Die Admira war das Überraschungsteam der Saison 2015/16. Von weit hinten heraus eröffnete sie auch gegen spielstarke Gegner ihre Angriffe. Kurze Pässe, spielerische Akzente und ein hohes Pressing brachten die Mannschaft von Oliver Lederer auf den vierten Tabellenplatz und in den Europacup. Doch in der vergangenen Saison wurde alles schwieriger. Zu Meisterschaftsbeginn hatte Lederer an seiner Strategie festgehalten, die für diese Spielanlage notwendige individuelle Klasse und Routine ließ das junge Team allerdings manchmal vermissen. Etwa bei der Heimniederlage am 17. September gegen den SK Sturm, als der Gegner einen leichtfertigen Ballverlust im Spielaufbau vor dem Strafraum nutzte und in Führung ging. Beim schlussendlichen 3:0 wurde die hochstehende Admira-Abwehr mit einem einfachen Heber ausgespielt. Im Winter musste Lederer daher für Damir Buric Platz machen, der als Cheftrainer bei Hajduk Split und Co-Trainer in der deutschen Bundesliga Erfahrung gesammelt hatte.
Drehscheibe Ballbesitz
Buric nahm sich sofort der defensiven Instabilität an und drehte dabei nicht nur an kleinen Schrauben, sondern veränderte gleich die Spielanlage. Formal hielt er in Ballbesitz zwar am 4-2-3-1-System seines Vorgängers fest, kehrte jedoch von der aktiven Spielweise ab: Die Verteidigung agierte nun in der Regel deutlich tiefer und überließ den Gegnern meist mehr Ballbesitz.

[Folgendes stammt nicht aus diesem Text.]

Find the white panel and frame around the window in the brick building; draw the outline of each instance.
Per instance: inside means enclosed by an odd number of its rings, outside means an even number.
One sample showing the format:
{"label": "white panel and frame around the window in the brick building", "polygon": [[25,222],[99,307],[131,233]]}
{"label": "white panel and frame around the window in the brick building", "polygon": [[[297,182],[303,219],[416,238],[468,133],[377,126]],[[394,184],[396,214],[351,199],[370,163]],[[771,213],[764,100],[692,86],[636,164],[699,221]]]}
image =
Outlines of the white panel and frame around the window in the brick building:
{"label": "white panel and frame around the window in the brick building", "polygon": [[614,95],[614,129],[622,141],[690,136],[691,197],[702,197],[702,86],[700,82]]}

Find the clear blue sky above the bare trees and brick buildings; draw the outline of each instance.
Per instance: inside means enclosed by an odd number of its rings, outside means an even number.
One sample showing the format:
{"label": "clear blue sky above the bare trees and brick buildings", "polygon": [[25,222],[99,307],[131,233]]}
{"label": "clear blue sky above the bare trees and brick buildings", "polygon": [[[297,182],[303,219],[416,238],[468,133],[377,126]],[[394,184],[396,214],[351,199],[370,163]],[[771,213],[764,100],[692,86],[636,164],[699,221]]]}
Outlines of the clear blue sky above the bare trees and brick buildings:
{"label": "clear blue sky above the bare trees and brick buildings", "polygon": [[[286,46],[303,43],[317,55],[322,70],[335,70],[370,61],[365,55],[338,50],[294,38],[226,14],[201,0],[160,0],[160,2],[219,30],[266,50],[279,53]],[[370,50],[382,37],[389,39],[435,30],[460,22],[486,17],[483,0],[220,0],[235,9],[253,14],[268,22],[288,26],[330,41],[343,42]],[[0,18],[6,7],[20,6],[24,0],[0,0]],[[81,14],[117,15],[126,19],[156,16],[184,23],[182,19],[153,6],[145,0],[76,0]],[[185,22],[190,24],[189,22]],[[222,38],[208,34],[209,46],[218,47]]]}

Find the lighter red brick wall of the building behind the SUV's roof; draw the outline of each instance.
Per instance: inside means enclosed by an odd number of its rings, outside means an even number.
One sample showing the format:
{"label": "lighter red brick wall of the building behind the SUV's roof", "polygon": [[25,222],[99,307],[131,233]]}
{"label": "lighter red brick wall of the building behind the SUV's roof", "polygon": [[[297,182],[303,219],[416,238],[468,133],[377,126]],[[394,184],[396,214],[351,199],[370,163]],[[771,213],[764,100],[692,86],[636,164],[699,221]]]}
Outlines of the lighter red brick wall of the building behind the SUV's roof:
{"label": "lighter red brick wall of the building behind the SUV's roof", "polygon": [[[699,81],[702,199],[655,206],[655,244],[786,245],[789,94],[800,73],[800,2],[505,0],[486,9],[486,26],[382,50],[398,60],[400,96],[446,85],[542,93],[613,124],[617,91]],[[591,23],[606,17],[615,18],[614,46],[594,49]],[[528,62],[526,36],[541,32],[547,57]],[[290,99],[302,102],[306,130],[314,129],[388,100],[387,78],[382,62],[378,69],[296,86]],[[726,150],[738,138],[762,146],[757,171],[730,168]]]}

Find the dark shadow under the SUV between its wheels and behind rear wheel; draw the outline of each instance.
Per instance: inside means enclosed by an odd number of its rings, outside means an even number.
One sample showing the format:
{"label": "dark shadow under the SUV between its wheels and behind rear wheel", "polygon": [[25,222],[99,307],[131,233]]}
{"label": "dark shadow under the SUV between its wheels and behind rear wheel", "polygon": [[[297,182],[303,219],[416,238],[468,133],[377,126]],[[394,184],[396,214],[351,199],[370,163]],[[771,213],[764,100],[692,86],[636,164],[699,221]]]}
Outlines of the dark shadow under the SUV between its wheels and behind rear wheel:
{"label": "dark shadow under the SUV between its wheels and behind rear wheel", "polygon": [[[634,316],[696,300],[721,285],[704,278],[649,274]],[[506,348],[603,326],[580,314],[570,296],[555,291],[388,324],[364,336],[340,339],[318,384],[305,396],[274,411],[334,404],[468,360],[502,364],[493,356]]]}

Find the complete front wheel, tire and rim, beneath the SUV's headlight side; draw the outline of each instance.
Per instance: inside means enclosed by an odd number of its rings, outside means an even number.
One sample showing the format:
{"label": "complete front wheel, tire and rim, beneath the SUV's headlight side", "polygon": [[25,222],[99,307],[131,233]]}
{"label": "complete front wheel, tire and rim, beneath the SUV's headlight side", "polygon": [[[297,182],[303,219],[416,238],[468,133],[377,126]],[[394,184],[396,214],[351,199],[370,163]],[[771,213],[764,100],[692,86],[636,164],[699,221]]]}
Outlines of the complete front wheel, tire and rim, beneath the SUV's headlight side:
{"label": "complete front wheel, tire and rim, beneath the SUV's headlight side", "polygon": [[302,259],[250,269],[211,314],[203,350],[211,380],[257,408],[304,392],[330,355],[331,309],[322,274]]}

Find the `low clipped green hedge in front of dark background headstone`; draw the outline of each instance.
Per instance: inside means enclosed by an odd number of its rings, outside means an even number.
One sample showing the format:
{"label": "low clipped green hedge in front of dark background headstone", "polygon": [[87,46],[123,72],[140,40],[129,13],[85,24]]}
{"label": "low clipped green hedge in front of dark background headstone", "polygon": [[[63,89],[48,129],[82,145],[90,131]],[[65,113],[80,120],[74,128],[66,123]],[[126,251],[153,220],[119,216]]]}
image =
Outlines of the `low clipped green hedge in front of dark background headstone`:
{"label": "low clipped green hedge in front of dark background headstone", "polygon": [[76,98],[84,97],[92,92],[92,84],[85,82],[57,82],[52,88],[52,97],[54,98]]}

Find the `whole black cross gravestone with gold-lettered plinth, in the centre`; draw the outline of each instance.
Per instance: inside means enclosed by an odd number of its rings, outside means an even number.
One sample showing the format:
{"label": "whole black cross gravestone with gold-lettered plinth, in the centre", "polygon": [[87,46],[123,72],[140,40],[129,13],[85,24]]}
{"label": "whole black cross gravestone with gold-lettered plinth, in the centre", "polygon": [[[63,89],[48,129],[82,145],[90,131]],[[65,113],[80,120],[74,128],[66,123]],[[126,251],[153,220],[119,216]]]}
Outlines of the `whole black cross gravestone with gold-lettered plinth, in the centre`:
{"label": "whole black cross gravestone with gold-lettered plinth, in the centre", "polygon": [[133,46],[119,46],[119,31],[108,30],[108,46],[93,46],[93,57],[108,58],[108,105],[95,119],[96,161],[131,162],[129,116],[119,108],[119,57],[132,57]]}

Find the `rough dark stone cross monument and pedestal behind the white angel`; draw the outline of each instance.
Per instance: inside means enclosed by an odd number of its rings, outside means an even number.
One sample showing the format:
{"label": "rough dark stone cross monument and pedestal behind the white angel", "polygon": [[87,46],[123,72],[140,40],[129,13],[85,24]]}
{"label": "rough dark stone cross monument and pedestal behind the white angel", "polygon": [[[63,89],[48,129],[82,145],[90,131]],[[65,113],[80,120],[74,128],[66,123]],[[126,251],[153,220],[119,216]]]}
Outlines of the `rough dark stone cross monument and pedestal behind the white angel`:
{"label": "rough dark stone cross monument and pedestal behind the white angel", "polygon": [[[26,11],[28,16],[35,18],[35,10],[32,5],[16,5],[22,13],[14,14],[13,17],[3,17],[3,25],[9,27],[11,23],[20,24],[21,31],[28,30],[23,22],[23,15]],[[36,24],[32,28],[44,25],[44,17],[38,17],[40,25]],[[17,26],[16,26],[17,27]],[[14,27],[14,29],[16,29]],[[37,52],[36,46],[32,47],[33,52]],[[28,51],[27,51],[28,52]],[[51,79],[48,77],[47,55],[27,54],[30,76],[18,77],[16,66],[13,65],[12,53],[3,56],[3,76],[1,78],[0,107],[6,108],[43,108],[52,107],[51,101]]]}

So auch beim 3.2-Sieg gegen Rapid am 30. April, als die Admira sich ohne Ball im 4-5-1 oder 4-4-1-1 formierte, erst nach der Mittelauflage den Gegner presste und situativ einschnürte, um bei Ballgewinn mit Kontern gefährlich zu werden. Erfolgreich war diese Taktik etwa auch gegen die Austria, die selten die Räume vorfand, die sie für ihre schnellen Vorstöße benötigt, und im Frühjahr in Liga und Cup gegen die Admira verlor.
Personelle Kontinuität
Nachvollziehbar erscheint Burics Umstellung wegen der schnellen Offensivspieler wie Flügelstürmer Maximilian Sax und des abschlussstarken Mittelstürmers Christoph Monschein. Zudem glänzte Taktgeber und Kapitän Daniel Toth mit weiten Pässen in die Spitze. Der etwas offensiver postierte Spielgestalter Christoph Knasmüllner lieferte die meisten Torvorlagen des Klubs und offenbarte seine Stärken mit dem Ball besonders auf engem Raum.
Personell setzte Buric auf die gleichen Spieler wie sein Vorgänger. In der Innenverteidigung hatte etwa der zweikampfstarke Markus Wostry einen Stammplatz. Der passsichere Defensivallrounder Thomas Ebner, unter Lederer im Mittelfeld positioniert, schaltete sich als linker Außenverteidiger mehr ins Offensivspiel ein als Rechtsaußen Stephan Zwierschitz, der die meisten Flanken seiner Mannschaft schlug. Nicht zuletzt aufgrund der personellen Kontinuität konnte sich die Admira am Saisonende wieder einen Platz im Tabellenmittelfeld sichern, der auch in der kommenden Saison realistisch erscheint.